Overall, I think ABBA Fab are a fun show, they are well worth seeing. My only complaint is that on their website they claim, “ABBA-FAB is the closest re-creation to an original ABBA concert that you will ever see – from the stunningly accurate vocals of Anne Davies and Chelsea Faulds to an amazing 8 piece band led by Terry Davies” and that couldn’t be further from the truth. There is no way I can give my seal of approval on this as the closest re-creation to an original ABBA concert, especially without the presence of in costume “Björn” and “Benny” characters, the girls singing each other’s songs, and lack of truly accurate costumes. The vocals were good, but the choreography wasn’t nearly authentic to ABBA at all. And the real ABBA would never have had a video and trivia show going on during the show. For a tribute band that’s fine but doesn’t make for an accurate “re-creation.”
If you want to see an as close to authentic ABBA tribute, then your best bet is still Arrival from Sweden. They are the only ABBA tribute band to get everything right on my criteria list which was based on the biggest complaints ABBA fans had about ABBA tribute bands. Arrival travels to America frequently to perform and often perform with local orchestras in addition to recruiting actual ABBA band members to tour with them. Their costumes were recreated under the supervision of ABBA’s costume designer and as a tribute band that originates from Sweden, have authentic Swedish accents allowing them to do nice embellishments like doing the first half of “Fernando” in Swedish. Check out Arrival.se to learn more about Arrival and find their latest touring schedule.

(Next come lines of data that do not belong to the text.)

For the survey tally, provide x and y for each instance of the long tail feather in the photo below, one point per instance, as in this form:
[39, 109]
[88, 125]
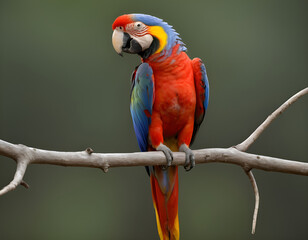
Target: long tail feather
[164, 184]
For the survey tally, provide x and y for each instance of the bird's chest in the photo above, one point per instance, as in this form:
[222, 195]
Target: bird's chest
[175, 100]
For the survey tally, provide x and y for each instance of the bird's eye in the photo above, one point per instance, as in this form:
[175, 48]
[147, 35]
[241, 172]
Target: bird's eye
[138, 25]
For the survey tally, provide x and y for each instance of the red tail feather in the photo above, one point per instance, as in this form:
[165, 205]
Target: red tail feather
[165, 200]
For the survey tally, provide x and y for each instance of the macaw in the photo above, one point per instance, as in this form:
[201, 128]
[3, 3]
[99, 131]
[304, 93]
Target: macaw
[169, 97]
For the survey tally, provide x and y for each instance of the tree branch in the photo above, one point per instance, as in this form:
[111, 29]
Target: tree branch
[24, 156]
[253, 137]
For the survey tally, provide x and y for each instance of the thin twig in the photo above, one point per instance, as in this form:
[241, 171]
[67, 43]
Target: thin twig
[257, 199]
[253, 137]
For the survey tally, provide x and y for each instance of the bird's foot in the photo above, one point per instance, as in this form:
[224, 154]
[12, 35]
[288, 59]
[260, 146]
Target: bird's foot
[168, 153]
[189, 157]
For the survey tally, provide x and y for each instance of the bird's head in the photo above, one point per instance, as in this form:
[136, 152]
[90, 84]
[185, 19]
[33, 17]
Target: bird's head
[144, 35]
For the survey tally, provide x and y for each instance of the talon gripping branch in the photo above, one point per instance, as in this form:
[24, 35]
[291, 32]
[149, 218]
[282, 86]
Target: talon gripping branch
[169, 97]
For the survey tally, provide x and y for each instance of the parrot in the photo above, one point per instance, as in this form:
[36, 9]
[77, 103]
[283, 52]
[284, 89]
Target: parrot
[168, 100]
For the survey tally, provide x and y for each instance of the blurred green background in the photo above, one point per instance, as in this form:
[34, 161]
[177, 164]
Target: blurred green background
[63, 87]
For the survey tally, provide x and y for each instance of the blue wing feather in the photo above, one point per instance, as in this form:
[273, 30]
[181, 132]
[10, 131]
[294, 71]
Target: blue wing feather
[202, 94]
[141, 104]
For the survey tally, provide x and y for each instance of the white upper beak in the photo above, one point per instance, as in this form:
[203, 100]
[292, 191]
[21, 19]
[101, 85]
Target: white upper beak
[117, 40]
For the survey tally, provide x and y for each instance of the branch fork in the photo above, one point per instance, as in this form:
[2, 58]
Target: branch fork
[25, 156]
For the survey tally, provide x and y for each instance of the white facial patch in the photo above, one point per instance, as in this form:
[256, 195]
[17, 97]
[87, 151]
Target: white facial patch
[145, 41]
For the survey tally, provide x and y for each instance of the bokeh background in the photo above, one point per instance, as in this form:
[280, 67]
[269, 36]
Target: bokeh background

As for ABBA Fab, I would say go see them, it’s a fun show, but don’t expect an authentic recreation of ABBA. It’s definitely an enthusiastic and loving tribute, but very far from accurate. Also at $20 for my seat, I was very happy with the performance. Had I have paid $50 for the top tier seats, I would have been quite pissed off by this show. Go see them, but don’t pay top dollar for it, they aren’t yet worth it in my opinion, but the potential to be worth it is there.